During the Middle Ages most people were farmers. Many of them owned their farms. Priests, town-dwellers and noblemen also owned land and cattle. To most peasants, most of their work was growing crops and tending live-stock. However, there were regions where the peasants worked in the forests and fished as well.
The members of a peasant family were: the peasant, his wife, and three or four children. If the farm was prosperous, there was also a farm-hand or a servant. There were animals on the farm: oxen, cows, sheep, goats, pigs, hens and geese. The oxen were draught-animals, for example when ploughing. The cows, sheep and goats were milked. People wove cloth from the sheep ´s wool. The hens laid eggs. Some animals were slaughtered in autumn, for their meat.
The most common kinds of crops were rye and barley. It was used for making bread and porridge. Beer was brewed from barley. One grew vegetables such as turnips, cabbage, onions, peas and beans. Flax was grown on many farms, to make linen.
The peasant’s wife took care of most tasks in and around the farm-house, such as churning, spinning and weaving. The farmer did most of the work in the fields, like ploughing, sowing, and cutting down trees in the forest. When the children were old enough they helped their parents, doing simple tasks. The whole family helped each other during harvest, hay-making and slaughter.

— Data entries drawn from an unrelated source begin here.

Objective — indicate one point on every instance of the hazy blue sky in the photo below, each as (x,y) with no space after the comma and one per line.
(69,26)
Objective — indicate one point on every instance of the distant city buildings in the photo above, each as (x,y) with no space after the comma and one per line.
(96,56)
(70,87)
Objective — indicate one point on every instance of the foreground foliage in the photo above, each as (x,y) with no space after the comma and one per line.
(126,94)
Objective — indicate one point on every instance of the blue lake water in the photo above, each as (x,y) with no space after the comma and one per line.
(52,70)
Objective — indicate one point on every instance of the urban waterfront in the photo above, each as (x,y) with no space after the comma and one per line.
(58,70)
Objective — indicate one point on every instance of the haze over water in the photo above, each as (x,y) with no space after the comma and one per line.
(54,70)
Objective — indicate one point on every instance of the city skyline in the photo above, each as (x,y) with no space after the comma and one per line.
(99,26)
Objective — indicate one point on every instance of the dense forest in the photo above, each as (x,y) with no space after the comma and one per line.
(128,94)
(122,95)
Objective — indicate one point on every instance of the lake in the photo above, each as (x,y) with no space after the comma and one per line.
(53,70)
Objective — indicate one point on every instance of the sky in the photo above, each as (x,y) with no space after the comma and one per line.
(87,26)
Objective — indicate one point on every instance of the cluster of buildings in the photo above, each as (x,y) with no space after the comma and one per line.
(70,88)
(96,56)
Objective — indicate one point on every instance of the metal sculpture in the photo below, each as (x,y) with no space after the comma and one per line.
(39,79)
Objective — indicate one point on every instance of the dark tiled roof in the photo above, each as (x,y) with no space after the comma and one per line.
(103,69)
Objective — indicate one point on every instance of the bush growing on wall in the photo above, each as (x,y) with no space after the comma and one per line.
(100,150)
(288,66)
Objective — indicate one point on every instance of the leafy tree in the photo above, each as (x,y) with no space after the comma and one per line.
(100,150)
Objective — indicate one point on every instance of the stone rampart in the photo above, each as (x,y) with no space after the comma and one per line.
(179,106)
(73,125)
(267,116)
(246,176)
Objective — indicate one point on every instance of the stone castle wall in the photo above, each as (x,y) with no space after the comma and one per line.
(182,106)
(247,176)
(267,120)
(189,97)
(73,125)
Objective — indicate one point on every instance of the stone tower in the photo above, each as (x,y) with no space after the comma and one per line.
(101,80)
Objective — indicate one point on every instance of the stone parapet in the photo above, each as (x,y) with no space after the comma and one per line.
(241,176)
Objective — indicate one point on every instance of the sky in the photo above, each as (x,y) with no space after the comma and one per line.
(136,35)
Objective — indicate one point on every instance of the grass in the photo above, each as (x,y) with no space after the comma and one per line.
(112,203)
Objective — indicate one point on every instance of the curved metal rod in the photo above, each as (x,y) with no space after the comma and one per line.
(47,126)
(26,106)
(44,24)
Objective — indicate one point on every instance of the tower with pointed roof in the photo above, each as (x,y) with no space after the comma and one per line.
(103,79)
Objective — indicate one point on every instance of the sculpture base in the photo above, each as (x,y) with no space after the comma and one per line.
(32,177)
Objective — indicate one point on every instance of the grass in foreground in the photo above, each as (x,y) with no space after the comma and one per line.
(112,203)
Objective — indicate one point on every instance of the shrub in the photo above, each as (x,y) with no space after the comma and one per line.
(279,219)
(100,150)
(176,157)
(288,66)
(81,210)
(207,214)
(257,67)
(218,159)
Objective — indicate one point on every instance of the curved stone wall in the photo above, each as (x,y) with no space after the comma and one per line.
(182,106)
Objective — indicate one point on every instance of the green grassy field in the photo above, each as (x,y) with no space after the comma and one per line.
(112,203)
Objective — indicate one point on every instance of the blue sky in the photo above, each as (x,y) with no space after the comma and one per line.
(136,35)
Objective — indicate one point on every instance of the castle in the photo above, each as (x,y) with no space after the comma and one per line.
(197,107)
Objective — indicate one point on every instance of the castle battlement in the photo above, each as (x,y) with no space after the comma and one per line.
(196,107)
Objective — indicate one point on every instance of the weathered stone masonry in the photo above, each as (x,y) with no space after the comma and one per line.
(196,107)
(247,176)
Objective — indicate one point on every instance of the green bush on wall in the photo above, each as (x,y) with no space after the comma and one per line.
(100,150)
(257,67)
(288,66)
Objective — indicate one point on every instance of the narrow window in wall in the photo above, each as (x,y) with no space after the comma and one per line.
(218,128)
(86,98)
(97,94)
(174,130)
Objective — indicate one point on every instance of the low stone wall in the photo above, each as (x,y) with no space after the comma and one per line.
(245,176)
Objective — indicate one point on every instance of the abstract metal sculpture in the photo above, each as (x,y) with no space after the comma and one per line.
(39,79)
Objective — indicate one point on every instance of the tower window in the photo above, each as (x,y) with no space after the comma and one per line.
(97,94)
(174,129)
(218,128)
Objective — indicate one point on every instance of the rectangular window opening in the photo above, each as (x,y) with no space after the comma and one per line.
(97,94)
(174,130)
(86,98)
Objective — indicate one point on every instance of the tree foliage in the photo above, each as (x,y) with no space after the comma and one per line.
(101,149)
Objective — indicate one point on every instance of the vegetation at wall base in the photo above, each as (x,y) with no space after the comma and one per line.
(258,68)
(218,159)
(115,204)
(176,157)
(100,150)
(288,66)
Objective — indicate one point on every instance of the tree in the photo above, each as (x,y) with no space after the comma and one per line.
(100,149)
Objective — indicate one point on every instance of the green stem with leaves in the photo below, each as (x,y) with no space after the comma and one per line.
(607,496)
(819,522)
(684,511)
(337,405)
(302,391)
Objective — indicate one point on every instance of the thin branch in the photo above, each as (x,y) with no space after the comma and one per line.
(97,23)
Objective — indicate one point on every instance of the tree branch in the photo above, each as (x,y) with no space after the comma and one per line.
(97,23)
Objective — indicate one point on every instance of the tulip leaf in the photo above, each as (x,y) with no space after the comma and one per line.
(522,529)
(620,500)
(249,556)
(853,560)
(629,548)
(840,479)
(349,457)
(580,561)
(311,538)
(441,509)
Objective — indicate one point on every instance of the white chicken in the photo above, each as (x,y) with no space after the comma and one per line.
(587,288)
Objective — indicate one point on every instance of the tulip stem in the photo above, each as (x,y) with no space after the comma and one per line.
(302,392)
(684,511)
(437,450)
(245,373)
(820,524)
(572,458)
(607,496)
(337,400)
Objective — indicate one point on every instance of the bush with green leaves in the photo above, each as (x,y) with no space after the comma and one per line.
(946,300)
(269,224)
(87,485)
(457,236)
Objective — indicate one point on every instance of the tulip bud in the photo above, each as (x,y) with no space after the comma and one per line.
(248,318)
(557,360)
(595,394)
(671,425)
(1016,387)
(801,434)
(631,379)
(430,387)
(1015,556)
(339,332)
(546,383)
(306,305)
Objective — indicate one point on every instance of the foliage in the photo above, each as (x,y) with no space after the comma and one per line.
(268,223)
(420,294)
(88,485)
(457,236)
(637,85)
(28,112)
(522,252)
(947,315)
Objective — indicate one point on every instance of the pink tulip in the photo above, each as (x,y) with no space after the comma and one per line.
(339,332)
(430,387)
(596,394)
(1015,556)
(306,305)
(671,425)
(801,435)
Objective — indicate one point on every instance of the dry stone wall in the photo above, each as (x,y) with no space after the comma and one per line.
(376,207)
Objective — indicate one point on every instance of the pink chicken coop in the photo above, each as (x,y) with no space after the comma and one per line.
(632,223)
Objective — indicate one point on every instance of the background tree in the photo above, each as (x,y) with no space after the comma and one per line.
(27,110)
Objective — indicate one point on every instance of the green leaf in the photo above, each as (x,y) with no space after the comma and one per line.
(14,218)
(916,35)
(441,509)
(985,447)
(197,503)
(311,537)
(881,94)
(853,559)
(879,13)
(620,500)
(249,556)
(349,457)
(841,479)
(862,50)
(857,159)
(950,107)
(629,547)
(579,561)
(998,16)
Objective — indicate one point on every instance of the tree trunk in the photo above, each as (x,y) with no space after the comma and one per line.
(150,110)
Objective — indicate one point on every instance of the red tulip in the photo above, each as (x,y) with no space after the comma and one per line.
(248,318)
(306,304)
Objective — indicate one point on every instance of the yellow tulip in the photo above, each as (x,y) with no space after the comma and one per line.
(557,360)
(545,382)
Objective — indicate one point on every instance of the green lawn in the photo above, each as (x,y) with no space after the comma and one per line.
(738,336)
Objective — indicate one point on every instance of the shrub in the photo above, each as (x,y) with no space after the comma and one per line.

In a village it both necessary and taken for granted that the farms would co-operate.
In Denmark and in southern Sweden and Finland, all farmland belonging to a village was gathered in two or three sectors. Within every sector, each farm had one strip or more of cultivated ground. On one of the sectors, the cattle grazed. In this way, the field was fertilised to give better crops the following year.